Reactive Oxygen Detoxification Contributes to Mycobacterium abscessus Antibiotic Survival

When a population of bacteria is exposed to a bactericidal antibiotic, most cells die rapidly. However, a sub-population of antibiotic-tolerant cells known as “persister cells” can survive for prolonged periods. In addition, antibiotic tolerance can be broadly induced throughout the population by stresses such as nutrient deprivation. However, the pathways required to maintain viability in this setting, and how stress induces antibiotic tolerance are both poorly understood. To identify genetic determinants of antibiotic tolerance in mycobacteria, we carried out transposon mutagenesis insertion sequencing (Tn-Seq) screens in Mycobacterium abscessus ( Mabs ) exposed to bactericidal translation-inhibiting antibiotics. This analysis identified genes essential for the survival of both spontaneous persister cells as well as for stress-induced tolerance, allowing the first genetic comparison of these states in mycobacteria.
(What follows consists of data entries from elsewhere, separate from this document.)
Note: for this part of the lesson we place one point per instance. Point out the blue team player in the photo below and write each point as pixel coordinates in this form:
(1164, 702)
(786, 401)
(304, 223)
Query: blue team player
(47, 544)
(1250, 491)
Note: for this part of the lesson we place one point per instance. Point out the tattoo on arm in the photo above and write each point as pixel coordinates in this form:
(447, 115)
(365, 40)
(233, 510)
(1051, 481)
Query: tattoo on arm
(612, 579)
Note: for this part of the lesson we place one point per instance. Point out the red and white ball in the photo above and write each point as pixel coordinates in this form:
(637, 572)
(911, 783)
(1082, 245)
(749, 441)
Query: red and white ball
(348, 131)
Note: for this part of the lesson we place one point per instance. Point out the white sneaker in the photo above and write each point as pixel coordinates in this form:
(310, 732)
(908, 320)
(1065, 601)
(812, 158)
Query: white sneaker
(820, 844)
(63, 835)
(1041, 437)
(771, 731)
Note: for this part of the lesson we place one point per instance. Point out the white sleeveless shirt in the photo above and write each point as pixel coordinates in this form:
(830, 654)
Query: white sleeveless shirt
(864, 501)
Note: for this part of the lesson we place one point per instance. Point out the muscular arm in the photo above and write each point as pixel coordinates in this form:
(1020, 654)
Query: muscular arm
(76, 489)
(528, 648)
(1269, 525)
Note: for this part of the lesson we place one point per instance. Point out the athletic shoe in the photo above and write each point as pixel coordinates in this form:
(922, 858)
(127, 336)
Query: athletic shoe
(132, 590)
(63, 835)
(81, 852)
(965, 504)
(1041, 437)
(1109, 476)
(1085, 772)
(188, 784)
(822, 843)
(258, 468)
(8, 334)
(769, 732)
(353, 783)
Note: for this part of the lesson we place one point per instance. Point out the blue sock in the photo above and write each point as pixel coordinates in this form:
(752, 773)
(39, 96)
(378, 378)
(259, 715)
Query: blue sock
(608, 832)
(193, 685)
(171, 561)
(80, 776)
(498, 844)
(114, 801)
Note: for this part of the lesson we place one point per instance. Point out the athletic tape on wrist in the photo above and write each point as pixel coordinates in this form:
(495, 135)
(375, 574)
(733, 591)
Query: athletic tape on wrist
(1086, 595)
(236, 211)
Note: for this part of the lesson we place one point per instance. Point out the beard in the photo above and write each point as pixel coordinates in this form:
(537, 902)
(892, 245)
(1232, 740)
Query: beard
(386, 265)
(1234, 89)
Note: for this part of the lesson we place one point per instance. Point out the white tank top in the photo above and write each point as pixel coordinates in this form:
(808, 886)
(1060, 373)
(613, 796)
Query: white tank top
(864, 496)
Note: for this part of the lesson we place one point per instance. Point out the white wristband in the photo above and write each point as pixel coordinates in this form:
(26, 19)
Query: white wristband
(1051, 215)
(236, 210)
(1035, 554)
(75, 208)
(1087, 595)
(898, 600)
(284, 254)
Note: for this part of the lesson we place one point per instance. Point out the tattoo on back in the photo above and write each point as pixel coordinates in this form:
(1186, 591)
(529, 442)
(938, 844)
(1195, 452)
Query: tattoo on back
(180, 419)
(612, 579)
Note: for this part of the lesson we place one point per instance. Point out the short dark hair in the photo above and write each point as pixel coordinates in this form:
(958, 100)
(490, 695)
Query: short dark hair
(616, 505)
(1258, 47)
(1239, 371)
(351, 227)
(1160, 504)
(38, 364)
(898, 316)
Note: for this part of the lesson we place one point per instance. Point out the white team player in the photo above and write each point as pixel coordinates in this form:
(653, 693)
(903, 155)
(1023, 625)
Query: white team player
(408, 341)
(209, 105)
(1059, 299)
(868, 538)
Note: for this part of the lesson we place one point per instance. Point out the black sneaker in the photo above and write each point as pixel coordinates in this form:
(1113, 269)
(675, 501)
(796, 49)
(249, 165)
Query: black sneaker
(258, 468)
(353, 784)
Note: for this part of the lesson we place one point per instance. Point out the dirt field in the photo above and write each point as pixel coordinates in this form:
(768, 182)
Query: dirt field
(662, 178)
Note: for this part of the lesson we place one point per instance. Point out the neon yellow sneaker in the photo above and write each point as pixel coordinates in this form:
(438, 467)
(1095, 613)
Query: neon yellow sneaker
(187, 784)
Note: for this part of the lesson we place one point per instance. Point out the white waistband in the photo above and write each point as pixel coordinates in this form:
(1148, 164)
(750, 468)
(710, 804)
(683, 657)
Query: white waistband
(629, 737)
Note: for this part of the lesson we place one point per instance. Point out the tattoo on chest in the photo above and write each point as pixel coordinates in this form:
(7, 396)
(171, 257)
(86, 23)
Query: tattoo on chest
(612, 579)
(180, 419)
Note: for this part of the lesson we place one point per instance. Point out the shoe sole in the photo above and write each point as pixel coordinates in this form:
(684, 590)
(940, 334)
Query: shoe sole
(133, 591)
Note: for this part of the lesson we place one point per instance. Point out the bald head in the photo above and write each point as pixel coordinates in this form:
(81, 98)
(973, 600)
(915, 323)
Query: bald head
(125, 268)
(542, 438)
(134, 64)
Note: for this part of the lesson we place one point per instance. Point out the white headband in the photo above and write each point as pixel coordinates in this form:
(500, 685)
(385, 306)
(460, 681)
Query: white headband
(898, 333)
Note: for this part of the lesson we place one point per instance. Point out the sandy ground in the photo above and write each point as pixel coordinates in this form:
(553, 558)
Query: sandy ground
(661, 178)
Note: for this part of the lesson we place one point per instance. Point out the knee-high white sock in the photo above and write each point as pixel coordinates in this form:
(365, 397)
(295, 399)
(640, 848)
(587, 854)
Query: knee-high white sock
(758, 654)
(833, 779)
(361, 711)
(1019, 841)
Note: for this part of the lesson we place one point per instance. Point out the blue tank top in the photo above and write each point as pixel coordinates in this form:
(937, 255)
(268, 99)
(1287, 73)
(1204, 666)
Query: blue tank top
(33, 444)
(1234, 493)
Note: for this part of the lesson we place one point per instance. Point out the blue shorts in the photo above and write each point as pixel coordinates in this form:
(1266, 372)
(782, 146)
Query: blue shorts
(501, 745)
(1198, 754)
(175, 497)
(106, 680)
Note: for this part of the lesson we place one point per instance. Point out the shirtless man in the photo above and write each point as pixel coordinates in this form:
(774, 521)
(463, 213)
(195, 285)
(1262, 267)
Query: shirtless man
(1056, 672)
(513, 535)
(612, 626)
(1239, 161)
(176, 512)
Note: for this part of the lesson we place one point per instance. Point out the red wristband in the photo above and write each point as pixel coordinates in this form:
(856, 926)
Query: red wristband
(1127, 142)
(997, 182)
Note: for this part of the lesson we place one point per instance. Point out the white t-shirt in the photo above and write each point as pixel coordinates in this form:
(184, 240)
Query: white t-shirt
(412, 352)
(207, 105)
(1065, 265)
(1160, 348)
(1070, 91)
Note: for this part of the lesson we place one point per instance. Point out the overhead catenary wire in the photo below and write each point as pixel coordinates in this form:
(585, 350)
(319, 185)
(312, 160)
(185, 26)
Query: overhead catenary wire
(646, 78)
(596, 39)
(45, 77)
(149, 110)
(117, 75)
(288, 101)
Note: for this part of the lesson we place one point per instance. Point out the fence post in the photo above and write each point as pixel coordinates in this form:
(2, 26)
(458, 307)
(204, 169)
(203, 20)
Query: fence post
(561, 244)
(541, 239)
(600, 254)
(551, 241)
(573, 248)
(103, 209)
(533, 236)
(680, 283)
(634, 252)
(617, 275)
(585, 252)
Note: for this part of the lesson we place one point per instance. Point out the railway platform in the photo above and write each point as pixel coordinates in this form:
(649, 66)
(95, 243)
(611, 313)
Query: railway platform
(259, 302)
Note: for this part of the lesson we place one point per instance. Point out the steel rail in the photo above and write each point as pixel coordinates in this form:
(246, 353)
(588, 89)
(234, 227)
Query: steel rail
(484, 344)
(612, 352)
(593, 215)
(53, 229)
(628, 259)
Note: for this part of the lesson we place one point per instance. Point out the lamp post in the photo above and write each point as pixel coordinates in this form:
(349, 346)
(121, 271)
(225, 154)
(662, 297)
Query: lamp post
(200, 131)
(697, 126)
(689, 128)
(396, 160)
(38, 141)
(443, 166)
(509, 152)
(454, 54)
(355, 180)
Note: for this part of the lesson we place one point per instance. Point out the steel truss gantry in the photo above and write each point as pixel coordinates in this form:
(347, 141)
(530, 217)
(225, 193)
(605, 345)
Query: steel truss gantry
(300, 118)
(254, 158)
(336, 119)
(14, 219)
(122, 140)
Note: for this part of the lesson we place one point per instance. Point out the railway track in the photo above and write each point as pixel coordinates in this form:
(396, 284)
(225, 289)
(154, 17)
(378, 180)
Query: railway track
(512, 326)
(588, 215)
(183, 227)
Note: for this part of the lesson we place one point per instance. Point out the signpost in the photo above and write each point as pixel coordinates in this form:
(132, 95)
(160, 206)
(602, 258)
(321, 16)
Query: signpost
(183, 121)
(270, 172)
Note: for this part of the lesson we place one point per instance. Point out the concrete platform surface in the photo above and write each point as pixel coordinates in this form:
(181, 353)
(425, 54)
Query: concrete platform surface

Pathway analysis identified multiple genes involved in the detoxification of reactive oxygen species (ROS), including the catalase-peroxidase katG , which contributed to survival in both unstressed and nutrient-starved cells. In addition, we found that endogenous ROS were generated by translation-inhibiting antibiotics, and that hypoxia impaired bacterial killing. KatG specifically contributed to survival following exposure to transcription or translation inhibitors, but not other antibiotic classes tested. Thus, the lethality of some antibiotics is amplified by toxic ROS accumulation, and antibiotic-tolerant cells require detoxification systems to remain viable. These findings further demonstrate that antibiotic-induced ROS plays a broad role in mediating antibiotic lethality across diverse organisms.